おにぎりを食べた時みたいにおなかの中からあたたかくなる 『かもめ食堂』を観た
主人公のサチエ(小林聡美)は背筋が凛と伸びている。
彼女は毎日、なかなか客の来ない店で丁寧にグラスを磨き、
夕方にはプールへ行き、
夜寝る前に合気道の膝行をする。
なぜ彼女がそこでフィンランドのヘルシンキで食堂を開くことになったのか、明確な答えはわからない。
けれど、
「素朴だけどおいしいものって、ここの人ならちゃんとわかってもらえるような気がするんです。」
「いいわね、やりたいことをやっていらして。」
「やりたくないことはやらないだけなんです。」
こんなふうに答える彼女になんだかすんなりと納得させられる。
あまりにもお客さんが来なくて、
このままではいけないとガイドブックに載せる提案をされた時、彼女は言う。
「そういうのはなんか、この店の匂いとは違うと思います。
レストランじゃなくて、食堂です。

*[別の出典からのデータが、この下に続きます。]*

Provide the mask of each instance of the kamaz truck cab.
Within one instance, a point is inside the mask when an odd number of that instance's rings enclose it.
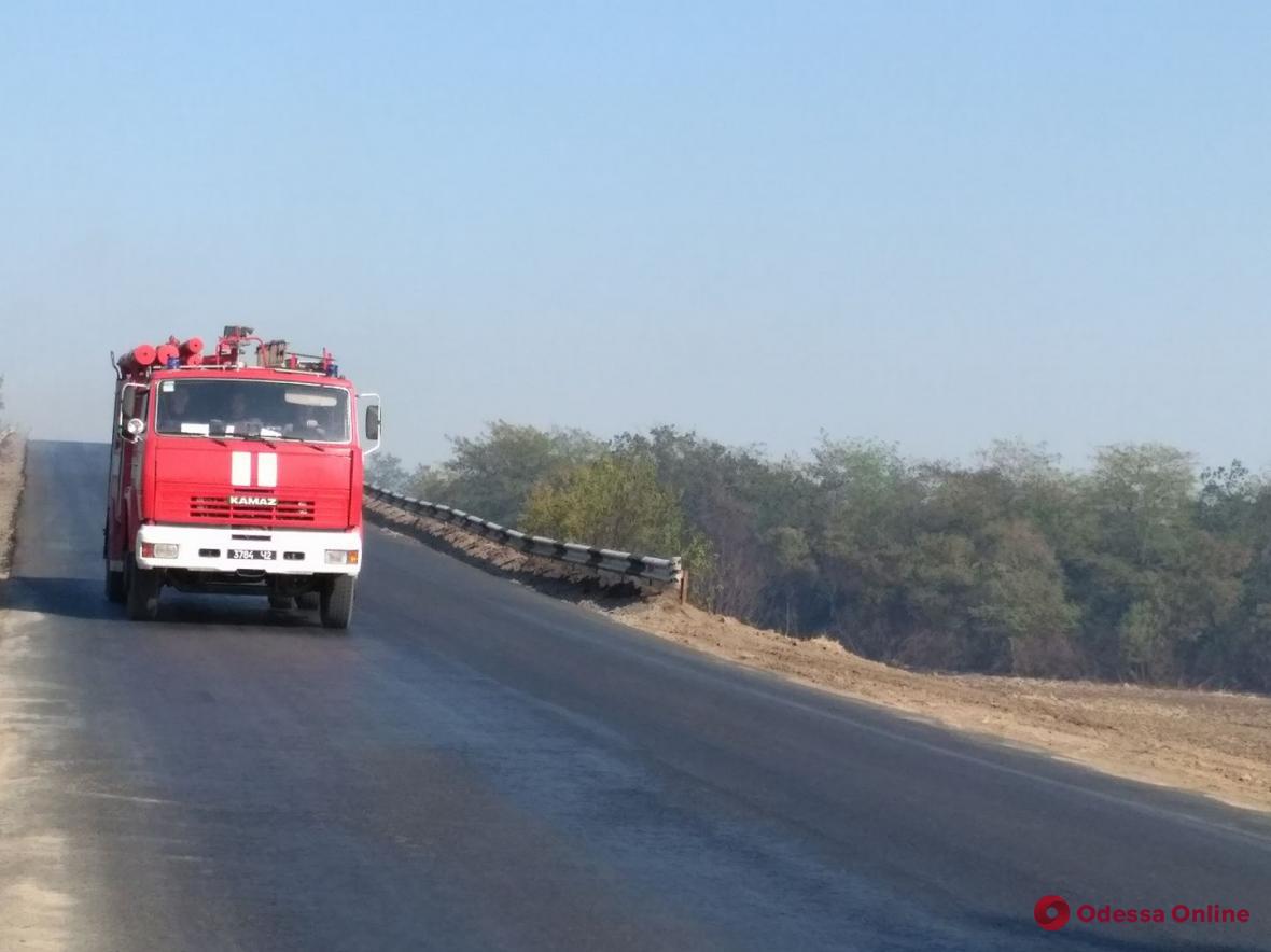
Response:
[[[361,395],[360,431],[358,394],[332,355],[291,353],[244,327],[225,328],[211,353],[170,338],[114,365],[107,596],[141,620],[156,616],[165,586],[258,595],[344,629],[379,398]]]

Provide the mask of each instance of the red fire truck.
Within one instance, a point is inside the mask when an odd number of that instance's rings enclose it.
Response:
[[[114,366],[107,597],[144,620],[164,586],[258,595],[346,628],[362,568],[362,456],[380,444],[377,395],[357,394],[325,350],[292,353],[245,327],[225,328],[211,351],[170,338]]]

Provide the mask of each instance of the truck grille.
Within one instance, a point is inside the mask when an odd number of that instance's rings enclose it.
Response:
[[[276,506],[234,506],[224,496],[191,496],[189,517],[217,522],[290,525],[314,521],[314,500],[278,500]]]

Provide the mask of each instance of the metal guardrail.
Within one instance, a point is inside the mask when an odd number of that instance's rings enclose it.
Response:
[[[470,533],[494,539],[512,549],[530,555],[543,555],[544,558],[568,562],[585,568],[595,568],[604,572],[646,578],[653,582],[679,585],[684,577],[684,567],[680,557],[656,558],[653,555],[636,555],[630,552],[614,552],[613,549],[597,549],[591,545],[578,545],[576,543],[563,543],[558,539],[548,539],[541,535],[529,535],[515,529],[505,529],[498,522],[472,516],[463,510],[440,506],[435,502],[425,502],[409,496],[381,489],[377,486],[365,487],[365,497],[377,502],[385,502],[405,512],[416,512],[442,522],[460,525]]]

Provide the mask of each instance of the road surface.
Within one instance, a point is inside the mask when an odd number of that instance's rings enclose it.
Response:
[[[1271,824],[730,667],[377,529],[353,627],[102,595],[32,442],[0,948],[1271,948]],[[1244,925],[1043,932],[1065,896]]]

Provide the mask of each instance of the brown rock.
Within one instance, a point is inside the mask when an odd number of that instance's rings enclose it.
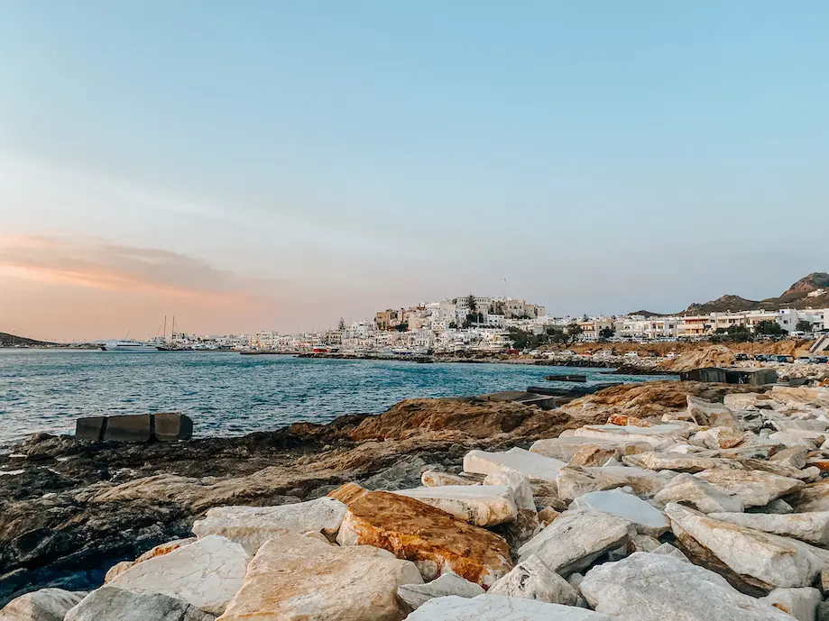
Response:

もっと身近な感じっていうか。
店の前を通りかかった人がふらっと気軽に入ってきてくれるような。」
こういう彼女の正直さがきっと背筋を凛と伸ばしてみせるのだろう。
ガッチャマンの歌を正確に全部歌えるミドリさん、無くした荷物がいつまでも見つからないマサコさん、日本かぶれのフィンランドの青年、とてつもなくおいしいコーヒーを淹れる謎のおじさん。
チャーミングな人々がかもめ食堂に集まり、
おいしいご飯を食べて、コーヒーを飲んで、
あたたかくなっていく。
びりっとはしないけれど、
おなかの底からほんのりあたたかくなるような
優しい映画でした。
おいしいコーヒーとシナモンロールを食べながら、
そして観終わった後にきっと誰かとおにぎりを食べたくなる。
また何度も観ると思います。
それにしても、もたいまさこさんの思わずクスリとしてしまう表情や、絶妙な間、行間に、何度もやられました。
『プール』や『めがね』も観たいなあ。